Mubadalah.id – Jum’at 2 Agustus 2024 kemarin saya baru saja menyelesaikan ujian tesis di Fakultas Islam Nusantara Universitas Nahdlatul Ulama Indonesia Jakarta. Biasa kami singkat Unusia Jakarta. Melalui tulisan ini, saya ingin merefleksikan, seberapa penting Pendidikan atau sekolah bagi perempuan?
Dalam keluarga, selain kakak ipar, saya mungkin perempuan pertama yang melanjutkan jenjang pendidikan formal hingga magister. Ibuku, hanya sampai kelas 4 SD (dulu disebut SR, sekolah rakyat). Sementara ayahku lulus Pendidikan Guru Agama (PGA).
Tadinya saya pikir cukuplah menjadi seorang sarjana. Toh saya telah melampaui pendidikan yang pernah ditempuh oleh orang tua, atau saudara saya yang lain. Karena selalu saja ada pertanyaan yang menggelitik, buat apa sekolah tinggi-tinggi jika ujung-ujungnya tidak menjadi apa-apa. Tidak punya jenjang karier, atau tuntutan akademis seperti guru atau dosen.

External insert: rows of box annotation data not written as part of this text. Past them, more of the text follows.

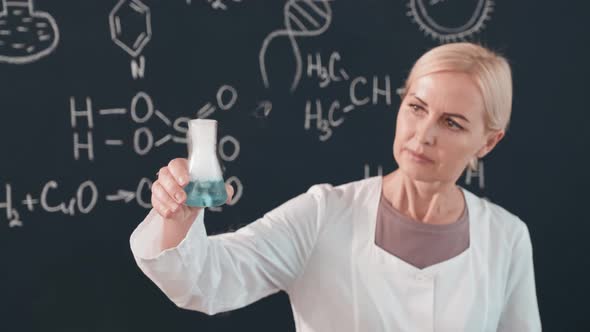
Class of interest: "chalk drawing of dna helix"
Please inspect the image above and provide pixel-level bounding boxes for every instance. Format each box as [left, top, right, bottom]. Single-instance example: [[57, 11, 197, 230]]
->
[[258, 0, 332, 92]]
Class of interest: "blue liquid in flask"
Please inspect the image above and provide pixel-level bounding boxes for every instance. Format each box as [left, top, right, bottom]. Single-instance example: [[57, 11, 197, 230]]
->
[[184, 179, 227, 207]]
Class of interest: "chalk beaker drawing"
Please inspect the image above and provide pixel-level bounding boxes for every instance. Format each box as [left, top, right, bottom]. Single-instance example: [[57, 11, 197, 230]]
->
[[0, 0, 59, 64], [184, 119, 227, 207]]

Melalui tulisan ini, semoga saya bisa menjawab seberapa penting sekolah bagi perempuan.
Percaya Diri
Ya, saya merasa menjadi lebih percaya diri untuk bertemu orang lain, atau ketika diminta mengisi kegiatan di lingkungan pendidikan, seperti sekolah, kampus atau pondok pesantren. Minimal ada pengalaman yang bisa saya bagikan, tentang bagaimana proses sekolah yang tak pernah mudah bagi perempuan. Terlebih ketika sudah menikah dan punya anak.
Sekitar Desember tahun 2019, ketika saya diminta untuk memfasilitasi kegiatan Women Writers Conference (WWC) Mubadalah di Cirebon, nyali saya ciut. Bagaimana tidak, melihat daftar hadir peserta yang berlatar belakang dosen, mahasiswa pasca sarjana hingga lulusan doktoral.

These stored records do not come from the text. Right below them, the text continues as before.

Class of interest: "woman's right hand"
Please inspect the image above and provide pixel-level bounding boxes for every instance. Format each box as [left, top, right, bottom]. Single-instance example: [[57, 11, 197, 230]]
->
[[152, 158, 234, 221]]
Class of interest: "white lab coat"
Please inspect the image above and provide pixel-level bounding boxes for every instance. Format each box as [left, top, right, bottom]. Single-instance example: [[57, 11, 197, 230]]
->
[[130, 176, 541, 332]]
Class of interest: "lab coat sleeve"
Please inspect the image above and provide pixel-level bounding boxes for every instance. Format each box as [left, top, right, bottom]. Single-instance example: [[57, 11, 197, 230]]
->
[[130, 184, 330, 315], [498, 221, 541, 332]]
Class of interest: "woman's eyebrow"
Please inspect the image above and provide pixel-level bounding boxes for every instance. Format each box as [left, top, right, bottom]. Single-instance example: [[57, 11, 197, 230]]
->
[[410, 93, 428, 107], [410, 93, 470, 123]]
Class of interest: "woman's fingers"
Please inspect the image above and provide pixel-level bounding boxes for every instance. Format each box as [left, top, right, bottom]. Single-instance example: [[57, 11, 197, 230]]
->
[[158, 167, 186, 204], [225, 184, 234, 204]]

Saya merasa gugup tentu saja. Berdiri di depan forum tidak dengan kaki yang tegak. Saya limbung dengan memasang muka siaga, serasa ketegangan menguasai. Berkali-kali tergeragap, dan saya nampak gagap. Meski berkali-kali ditegur Pak Faqih sebagai founder Mubadalah.id, kamu pasti bisa. Berkali-kali beliau membesarkan hati saya.
Melalui pengalaman itu akhirnya sadar, saya harus sekolah lagi jika tak ingin tertinggal dari yang lain. Mereka para peserta Women Writers Conference Mubadalah 2019 itu menjadi pemantik asa, dan saya merasa bangga di antara para peserta itu kini bahkan sudah banyak yang menerima pengukuhan sebagai guru besar atau professor dengan masing-masing keilmuan yang mereka kuasai.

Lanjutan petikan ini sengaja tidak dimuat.